Rana slowly raised his head, his voice raw, barely more than a whisper. "But how do we know what this is? How do we even begin to understand what's happening here?" His eyes searched Dr. Sinha's face, desperate. "There has to be some way… some hope of knowing the truth."

Dr. Sinha didn't respond immediately. He took a slow breath, the tension in the room tightening around him like a noose. Then, gently, he nodded.

"There might be," he said softly. "And I didn't want to bring it up unless there was a real chance."

Everyone turned to him.

"I've reached out to someone—my brother's mentor. He's... not a conventional scientist. But he's been studying subjects that the medical world doesn't dare touch. Rebirth, cosmology, the essence of the soul—things most would dismiss as myth, but he's dedicated his life to them. He's not just a scholar. He's... something else entirely."

He looked at Rana, his expression grave.

"If there's anyone who might help us understand what's really happening—what this truly is—it's him. I've already contacted him. He should be on his way now."

He looked around at them all—at Rana, still gripping the bed like a man drowning; at Vikram, fists clenched, bloodied and pale; at Rajveer, a fortress barely holding.
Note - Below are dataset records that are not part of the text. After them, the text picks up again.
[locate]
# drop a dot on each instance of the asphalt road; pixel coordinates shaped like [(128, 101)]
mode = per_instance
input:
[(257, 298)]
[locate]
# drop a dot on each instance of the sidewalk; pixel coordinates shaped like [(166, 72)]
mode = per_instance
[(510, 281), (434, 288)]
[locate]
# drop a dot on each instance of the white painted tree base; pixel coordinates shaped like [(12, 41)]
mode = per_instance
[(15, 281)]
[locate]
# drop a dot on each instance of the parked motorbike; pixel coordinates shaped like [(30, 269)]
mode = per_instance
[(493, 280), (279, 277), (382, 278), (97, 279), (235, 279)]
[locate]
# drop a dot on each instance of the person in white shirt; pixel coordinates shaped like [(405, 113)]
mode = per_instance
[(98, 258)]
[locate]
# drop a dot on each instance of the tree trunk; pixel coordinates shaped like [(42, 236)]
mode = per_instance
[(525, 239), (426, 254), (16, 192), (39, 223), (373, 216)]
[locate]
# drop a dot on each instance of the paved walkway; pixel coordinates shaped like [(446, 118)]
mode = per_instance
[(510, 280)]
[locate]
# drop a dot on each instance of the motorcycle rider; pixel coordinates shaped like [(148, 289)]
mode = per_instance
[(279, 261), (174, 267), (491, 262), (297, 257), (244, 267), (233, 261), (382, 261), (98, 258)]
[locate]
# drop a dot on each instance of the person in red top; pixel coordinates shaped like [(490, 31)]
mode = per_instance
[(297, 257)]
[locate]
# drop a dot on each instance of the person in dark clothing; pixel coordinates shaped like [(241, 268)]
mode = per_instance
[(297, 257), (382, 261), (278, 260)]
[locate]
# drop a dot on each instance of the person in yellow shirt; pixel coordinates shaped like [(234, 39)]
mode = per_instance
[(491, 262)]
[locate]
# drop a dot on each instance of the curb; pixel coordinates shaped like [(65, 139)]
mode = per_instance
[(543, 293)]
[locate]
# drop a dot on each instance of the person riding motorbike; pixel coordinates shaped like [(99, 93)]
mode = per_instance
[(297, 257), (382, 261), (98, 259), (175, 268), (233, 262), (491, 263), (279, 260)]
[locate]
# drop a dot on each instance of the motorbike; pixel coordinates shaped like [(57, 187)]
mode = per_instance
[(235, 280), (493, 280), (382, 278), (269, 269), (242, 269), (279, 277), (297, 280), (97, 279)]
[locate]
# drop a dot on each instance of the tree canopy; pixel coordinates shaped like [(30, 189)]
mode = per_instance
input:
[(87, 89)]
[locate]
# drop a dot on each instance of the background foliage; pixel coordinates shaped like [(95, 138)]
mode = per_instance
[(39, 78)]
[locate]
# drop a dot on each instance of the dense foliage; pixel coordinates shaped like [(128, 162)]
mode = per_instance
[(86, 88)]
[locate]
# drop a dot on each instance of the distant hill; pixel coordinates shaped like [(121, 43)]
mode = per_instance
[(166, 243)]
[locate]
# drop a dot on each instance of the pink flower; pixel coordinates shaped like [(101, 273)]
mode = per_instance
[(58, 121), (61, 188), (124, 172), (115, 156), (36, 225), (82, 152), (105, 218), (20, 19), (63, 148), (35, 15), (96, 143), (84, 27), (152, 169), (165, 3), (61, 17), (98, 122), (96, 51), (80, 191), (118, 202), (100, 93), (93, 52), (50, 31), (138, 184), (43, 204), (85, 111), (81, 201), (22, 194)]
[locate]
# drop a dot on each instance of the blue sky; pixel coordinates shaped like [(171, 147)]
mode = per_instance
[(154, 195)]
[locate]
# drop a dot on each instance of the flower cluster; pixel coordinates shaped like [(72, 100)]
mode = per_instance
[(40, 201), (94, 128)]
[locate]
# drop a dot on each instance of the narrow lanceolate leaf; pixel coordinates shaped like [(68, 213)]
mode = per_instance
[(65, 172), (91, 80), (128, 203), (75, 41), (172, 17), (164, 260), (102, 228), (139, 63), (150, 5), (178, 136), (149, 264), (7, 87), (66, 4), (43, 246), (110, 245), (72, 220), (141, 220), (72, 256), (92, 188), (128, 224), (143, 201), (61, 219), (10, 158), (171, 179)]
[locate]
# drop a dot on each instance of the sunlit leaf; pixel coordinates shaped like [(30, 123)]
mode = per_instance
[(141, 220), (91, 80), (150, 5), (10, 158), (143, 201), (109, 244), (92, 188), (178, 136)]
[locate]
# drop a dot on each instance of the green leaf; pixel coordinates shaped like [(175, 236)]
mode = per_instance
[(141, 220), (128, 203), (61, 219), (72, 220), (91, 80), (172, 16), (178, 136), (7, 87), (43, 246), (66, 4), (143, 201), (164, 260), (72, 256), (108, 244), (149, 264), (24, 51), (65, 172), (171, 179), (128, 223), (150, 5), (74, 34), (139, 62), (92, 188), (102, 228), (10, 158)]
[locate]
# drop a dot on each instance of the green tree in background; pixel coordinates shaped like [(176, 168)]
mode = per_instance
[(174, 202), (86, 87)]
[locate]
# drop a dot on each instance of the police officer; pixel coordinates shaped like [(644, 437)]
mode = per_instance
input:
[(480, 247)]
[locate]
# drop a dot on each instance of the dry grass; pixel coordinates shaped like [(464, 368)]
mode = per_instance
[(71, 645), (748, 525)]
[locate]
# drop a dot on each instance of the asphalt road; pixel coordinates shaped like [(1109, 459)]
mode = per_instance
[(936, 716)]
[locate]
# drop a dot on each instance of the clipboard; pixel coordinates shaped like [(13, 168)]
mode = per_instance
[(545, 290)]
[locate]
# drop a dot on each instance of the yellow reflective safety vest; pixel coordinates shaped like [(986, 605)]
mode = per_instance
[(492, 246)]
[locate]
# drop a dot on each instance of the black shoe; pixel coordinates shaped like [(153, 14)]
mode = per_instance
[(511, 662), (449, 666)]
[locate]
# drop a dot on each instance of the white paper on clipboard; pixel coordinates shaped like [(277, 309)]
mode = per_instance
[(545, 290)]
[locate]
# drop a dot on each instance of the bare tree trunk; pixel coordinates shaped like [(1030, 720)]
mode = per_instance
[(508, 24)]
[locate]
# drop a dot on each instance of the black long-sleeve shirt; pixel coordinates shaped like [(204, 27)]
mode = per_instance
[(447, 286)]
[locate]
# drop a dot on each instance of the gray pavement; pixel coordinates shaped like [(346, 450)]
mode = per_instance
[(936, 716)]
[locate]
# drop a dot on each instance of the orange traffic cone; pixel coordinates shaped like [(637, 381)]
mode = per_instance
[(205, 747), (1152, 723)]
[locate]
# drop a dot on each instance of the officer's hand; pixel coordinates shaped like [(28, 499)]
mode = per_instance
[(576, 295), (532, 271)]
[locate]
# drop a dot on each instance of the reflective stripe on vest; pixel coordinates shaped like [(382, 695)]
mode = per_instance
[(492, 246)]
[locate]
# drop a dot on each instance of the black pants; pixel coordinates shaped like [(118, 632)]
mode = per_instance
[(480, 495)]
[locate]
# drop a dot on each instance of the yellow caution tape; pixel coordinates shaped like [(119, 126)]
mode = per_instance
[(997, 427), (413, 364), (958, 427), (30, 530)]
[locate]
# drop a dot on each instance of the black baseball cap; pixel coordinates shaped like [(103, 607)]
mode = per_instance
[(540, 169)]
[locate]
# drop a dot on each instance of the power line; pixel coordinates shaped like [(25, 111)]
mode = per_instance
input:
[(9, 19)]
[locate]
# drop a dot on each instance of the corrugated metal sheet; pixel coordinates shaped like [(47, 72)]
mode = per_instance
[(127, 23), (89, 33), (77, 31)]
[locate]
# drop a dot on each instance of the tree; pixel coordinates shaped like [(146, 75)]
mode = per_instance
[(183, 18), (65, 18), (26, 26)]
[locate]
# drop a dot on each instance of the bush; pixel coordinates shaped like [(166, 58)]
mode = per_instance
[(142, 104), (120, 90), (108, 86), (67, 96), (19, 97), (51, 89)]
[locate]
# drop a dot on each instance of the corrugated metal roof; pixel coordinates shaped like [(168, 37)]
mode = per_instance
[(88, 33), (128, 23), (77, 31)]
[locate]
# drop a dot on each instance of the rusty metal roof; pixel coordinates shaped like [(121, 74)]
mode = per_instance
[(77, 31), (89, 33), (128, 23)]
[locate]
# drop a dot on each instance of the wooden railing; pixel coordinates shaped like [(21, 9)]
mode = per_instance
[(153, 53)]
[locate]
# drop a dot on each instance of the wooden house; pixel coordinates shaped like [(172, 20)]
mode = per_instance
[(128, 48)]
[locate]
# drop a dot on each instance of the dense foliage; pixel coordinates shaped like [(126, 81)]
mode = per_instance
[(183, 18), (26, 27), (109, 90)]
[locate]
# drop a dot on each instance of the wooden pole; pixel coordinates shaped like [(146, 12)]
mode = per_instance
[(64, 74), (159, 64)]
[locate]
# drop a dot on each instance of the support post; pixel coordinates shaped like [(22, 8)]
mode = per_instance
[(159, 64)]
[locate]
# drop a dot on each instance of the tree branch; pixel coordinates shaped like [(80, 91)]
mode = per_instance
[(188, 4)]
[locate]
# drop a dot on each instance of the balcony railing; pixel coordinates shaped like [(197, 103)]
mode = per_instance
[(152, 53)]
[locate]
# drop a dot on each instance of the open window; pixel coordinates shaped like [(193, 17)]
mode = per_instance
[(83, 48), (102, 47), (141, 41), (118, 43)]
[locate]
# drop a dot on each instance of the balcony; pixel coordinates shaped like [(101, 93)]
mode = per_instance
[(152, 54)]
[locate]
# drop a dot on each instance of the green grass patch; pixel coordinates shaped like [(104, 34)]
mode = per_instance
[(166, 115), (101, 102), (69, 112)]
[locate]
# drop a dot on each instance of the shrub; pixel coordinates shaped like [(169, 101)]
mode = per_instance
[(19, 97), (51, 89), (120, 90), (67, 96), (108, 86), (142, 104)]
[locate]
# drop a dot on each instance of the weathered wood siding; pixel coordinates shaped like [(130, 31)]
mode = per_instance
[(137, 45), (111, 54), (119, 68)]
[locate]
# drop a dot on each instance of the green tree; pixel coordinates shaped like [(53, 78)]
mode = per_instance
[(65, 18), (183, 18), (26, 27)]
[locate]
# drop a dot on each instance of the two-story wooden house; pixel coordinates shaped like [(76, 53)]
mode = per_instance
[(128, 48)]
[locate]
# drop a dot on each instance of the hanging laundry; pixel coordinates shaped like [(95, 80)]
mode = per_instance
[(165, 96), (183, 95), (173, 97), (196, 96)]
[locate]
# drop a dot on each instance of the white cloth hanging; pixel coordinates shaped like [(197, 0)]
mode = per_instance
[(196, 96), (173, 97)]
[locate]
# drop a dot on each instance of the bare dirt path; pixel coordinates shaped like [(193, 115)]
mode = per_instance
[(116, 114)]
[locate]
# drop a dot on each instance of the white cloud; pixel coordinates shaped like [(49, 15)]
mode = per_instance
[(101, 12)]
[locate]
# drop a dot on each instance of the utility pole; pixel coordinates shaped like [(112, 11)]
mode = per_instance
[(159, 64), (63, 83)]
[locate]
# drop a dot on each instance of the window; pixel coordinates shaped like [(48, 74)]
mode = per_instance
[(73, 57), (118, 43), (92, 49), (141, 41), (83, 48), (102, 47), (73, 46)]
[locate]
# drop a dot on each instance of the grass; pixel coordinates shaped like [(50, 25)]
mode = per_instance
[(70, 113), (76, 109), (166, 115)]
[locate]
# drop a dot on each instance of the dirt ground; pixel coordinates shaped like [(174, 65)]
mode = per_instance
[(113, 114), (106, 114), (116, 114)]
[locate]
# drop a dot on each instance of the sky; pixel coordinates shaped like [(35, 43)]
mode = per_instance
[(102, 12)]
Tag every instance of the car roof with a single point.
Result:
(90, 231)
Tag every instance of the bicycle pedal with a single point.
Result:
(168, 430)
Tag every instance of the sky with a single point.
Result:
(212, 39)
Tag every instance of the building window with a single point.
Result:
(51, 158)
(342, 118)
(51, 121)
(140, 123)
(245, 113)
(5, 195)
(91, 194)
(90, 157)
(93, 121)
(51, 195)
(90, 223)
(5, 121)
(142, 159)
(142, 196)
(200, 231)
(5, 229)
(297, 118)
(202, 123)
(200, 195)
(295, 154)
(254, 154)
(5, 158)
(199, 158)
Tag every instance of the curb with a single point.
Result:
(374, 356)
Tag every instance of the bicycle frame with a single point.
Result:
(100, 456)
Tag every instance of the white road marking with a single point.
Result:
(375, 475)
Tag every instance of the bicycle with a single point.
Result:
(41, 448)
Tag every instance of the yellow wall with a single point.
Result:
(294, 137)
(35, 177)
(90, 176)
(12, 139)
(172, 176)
"This may not be something science alone can explain. But if there's even a fragment of truth in what my brother's master believes... we might be able to understand what's happened. Maybe even why."

Dr. Sinha's voice lowered, like the weight of his words demanded reverence. "He's not coming just as a researcher. He's coming because he believes... this may be the case he's waited for his entire life."

The room fell silent once more.

"This isn't just theory to him—it's truth. He's spent decades walking the lines between belief and reality, between death and what might come after. And when I told him about this, about her"—he gestured faintly toward the girl in the bed—"he said only one thing."

Dr. Sinha's eyes locked onto Rana's. "He said, 'She shouldn't be alive... but she is. That means the universe has something to say.'"

He took a step back, folding his hands behind him.

"So, yes, Rana... there may be hope. Not for returning things to how they were—but for understanding what they've become."

The beeping of machines resumed as the only sound in the room.

And somewhere outside, wheels began to turn.

The one man who might hold the answers was already on his way.

***

THE MASTER ARRIVES

The car came to a silent halt before the old house, headlights dimming like eyes slowly closing. The night did not greet him. It recoiled — as though aware of who approached.

The door opened, and he stepped out.

The moment his foot touched the ground, the air shifted.

A delicate tremor ran through the soil, too subtle for human senses — but he felt it. The pulse of nature folding in on itself, as if trying to shield something buried deep within its fabric. Not out of fear… but out of guilt.

His eyes narrowed.

The world was quiet — too quiet. The kind of silence where time holds its breath.

He took another step, and a breeze slipped past, not natural, not random. It carried no chill, yet it made his skin prickle. His aura, attuned to what others could not perceive, stretched outward like a shadow peeling from his soul.

And there it was.

The correction.

Something had been wrong in the order of the cosmos — a split that was never meant to happen. A soul divided, unnaturally, by forces that should never have interfered. That kind of rift was not meant to heal. History had proven that such halves, once torn apart, were doomed. None had survived. None had merged.

Until now.

He felt it.

Not in sound. Not in vision. But in the very vibration of existence.

The souls had fused. Perfectly. Quietly. Against all odds.

A miracle.

But miracles were rarely clean. And this one — this one, nature tried to bury. The universe itself had folded its corners, hiding the seam, desperate that no one would notice.

But he had.

His gaze lifted to the house. Not recognition. Just awareness.

This wasn't home.

It was a point of convergence.

And he had arrived — not to interrupt.

But to witness what should never have been possible.